入園した後は、まずレクチャールームに入り、今回の企画や日程について説明を受けます。その後は、全員で自己紹介をしました。「獣医師を目指しています」「動物園の飼育員になりたい」「動物が好きです」「研究に触れてみたかった」「動物愛護に関心がある」など、今回の企画に対する生徒の意気込みが伝わります。自己紹介が終わると、今度は動物園職員の方に京都市動物園のレクチャーを受けます。動物の標本を見せてもらいながら、「園で亡くなった動物の皮や骨を資料として使わせてもらっています。例えば、骨格標本も何のためにあるかというと、動物の生態をより深く知るためなのです。」とお話が始まります。お話の中で、私が特に興味深く感じたのは、野生動物に触れたいと思う欲求は生理的なものかも知れないという内容でした。動物園の企画でジャガーの毛皮とゾウの毛皮を子どもたちに触ってよいと言うと、ほとんどの子どもがジャガーの毛皮を触ろうとするそうです。近年、動物愛護の観点から毛皮の生産を禁止するという話をよく聞きますが、色々と考えさせられました。
その後、部屋を出て、園内を案内していただきました。飼育されている動物の説明や、動物の飼育環境を良くするための工夫など、様々にお話いただきました。
案内していただいた後は、お昼休みを挟み、先生方のレクチャーを受けます。先生方のお話は四つの内容に分かれており、生徒たちは興味を持った内容ごとに分かれて実習をすることになっています。〈①動物福祉に関する内容〉では、「動物にも感情があり動物の心身の状態を考慮して関わることが大切だ。」とお話いただきました。環境エンリッチメントは、単に檻におもちゃを入れておけばいいというものではなく、対象となる動物の生育地の環境や動物の生態を理解した上で整備するものだという内容には考えさせられました。〈②キリンの母子関係に関する研究〉では、「キリンは野生下において離合集散型(=集団を形成するメンバーが固定ではなく、短ければ数時間でメンバーが入れ替わる)の集団を形成するが、飼育下においては集団のメンバーが変化しないためにストレスを受けていると考えられるので、社会環境について考えることが必要だ。」とお話いただきました。動物園で飼育されることによって、動物が本来あるべき集団を形成できていないという内容に驚きました。〈③大型類人猿における社会集団に関する研究〉では、「チンパンジーとボノボは川を挟んだ向かい側という非常に近い距離に棲んでおり、同じ離合集散型の群れを形成している。しかしながらそれぞれの集団で、チンパンジーはオス優位で階層的、ボノボはメス優位で平和的といったように社会性は大きく異なっている。」とお話いただきました。アフリカ現地でのフィールドワークは長ければ半年もかかり、セスナをチャーターしたり車のタイヤやオノなどを自分で購入して持参したりといった研究の大変さに驚きました。〈④比較認知科学の観点から身近な動物を考える〉では、「動物を深く知ることを通してヒトとは何かを理解し、ヒトと動物とのよりよい共生社会を目指している。中でも、最近は伴侶動物のような身近な動物とヒトとの絆について興味があり研究を進めている。」とお話いただきました。現在日本では年間約2万匹のイヌ・ネコが殺処分されており、その背景にはヒトと動物が上手に絆を形成できていないことが原因としてあるかもしれないという話や動物の家畜化といった話など、非常に興味深い内容でした。
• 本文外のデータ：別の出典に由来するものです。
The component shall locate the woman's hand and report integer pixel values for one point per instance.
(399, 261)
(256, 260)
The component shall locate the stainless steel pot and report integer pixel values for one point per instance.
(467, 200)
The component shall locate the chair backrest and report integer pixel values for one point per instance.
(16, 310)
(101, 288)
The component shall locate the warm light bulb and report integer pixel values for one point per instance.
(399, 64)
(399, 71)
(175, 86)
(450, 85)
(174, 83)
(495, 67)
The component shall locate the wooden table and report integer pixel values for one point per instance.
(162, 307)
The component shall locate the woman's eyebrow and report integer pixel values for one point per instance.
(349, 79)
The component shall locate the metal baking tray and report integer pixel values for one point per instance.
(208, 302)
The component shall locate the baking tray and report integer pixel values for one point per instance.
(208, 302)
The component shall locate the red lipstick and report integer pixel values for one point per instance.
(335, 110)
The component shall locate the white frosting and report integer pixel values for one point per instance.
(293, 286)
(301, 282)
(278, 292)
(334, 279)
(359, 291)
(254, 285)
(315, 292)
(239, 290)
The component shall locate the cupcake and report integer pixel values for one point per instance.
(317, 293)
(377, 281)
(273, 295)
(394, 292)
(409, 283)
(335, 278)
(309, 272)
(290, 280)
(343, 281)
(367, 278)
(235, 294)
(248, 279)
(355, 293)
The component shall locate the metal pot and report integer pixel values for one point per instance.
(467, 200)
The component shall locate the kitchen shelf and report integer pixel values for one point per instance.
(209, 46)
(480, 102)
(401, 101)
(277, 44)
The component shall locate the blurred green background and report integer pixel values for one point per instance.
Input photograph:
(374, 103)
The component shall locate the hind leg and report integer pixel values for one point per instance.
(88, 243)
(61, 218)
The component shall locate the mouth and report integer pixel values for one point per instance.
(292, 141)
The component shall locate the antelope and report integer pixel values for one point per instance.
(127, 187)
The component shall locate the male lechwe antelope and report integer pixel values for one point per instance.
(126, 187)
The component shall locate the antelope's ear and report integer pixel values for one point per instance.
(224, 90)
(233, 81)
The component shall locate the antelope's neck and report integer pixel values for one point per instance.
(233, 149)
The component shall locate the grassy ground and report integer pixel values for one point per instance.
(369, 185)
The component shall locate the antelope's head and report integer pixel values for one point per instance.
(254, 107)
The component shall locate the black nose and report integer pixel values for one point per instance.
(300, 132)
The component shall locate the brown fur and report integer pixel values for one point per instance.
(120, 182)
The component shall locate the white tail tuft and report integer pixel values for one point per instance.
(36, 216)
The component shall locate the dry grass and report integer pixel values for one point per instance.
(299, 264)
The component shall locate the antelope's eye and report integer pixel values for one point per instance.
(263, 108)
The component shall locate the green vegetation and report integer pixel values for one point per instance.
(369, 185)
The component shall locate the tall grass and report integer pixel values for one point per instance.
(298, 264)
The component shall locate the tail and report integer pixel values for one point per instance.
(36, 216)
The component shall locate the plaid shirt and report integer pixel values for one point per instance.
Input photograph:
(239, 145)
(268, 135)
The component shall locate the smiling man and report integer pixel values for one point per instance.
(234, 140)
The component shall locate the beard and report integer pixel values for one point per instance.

レクチャーの後は、3つの班に分かれて観察実習に向かいます。実習は①~③のテーマをレクチャーいただいた先生方に直接ご指導いただきながら進めます。私は②のキリンの観察実習についていくことになりました。キリンは動きが少ないことや群れでの序列が見えるので、どういった行動をターゲットにして社会環境を調べるのかを全員で共有して観察に向かいます。
動きが少ないといっていたキリンですが、この日は動きが多く、行動を記録する生徒の手も動きっぱなしです。個体追跡法を用いた時間毎の観察なので、行動記録だけでなく観察時間のチェックにも気を遣います。お尻のあたりを嗅ぐ行動が見られるなど「何を意味する行動なのだろう」と生徒から疑問の声が上がります。生徒たちの観察の仕方が、ただ動物を楽しむだけのものから、どんどん研究としてのものに変化していくのがわかります。
園内では、その他の班も指導を受けながら、それぞれの観察実習を進めていました。
約2時間の観察を終え、レクチャールームへ帰ってきます。初めての観察でへとへとでしたが、「疲れた~」と言い終わらないうちにグループ毎で観察のまとめにはいります。キリングループでは、各個体で接近が多い個体に偏りがあることや、お尻を嗅ぐ行動(=フレーメン行動というそうです)が見られたこと、個体間でえさ場をゆずる場合と一緒に食べる場合といった違いが見られたこと、身体接触が2時間で2回と非常に少なかったことなどが挙がりました。記録シートを確認しましたが本当にしっかりと観察できており驚きました。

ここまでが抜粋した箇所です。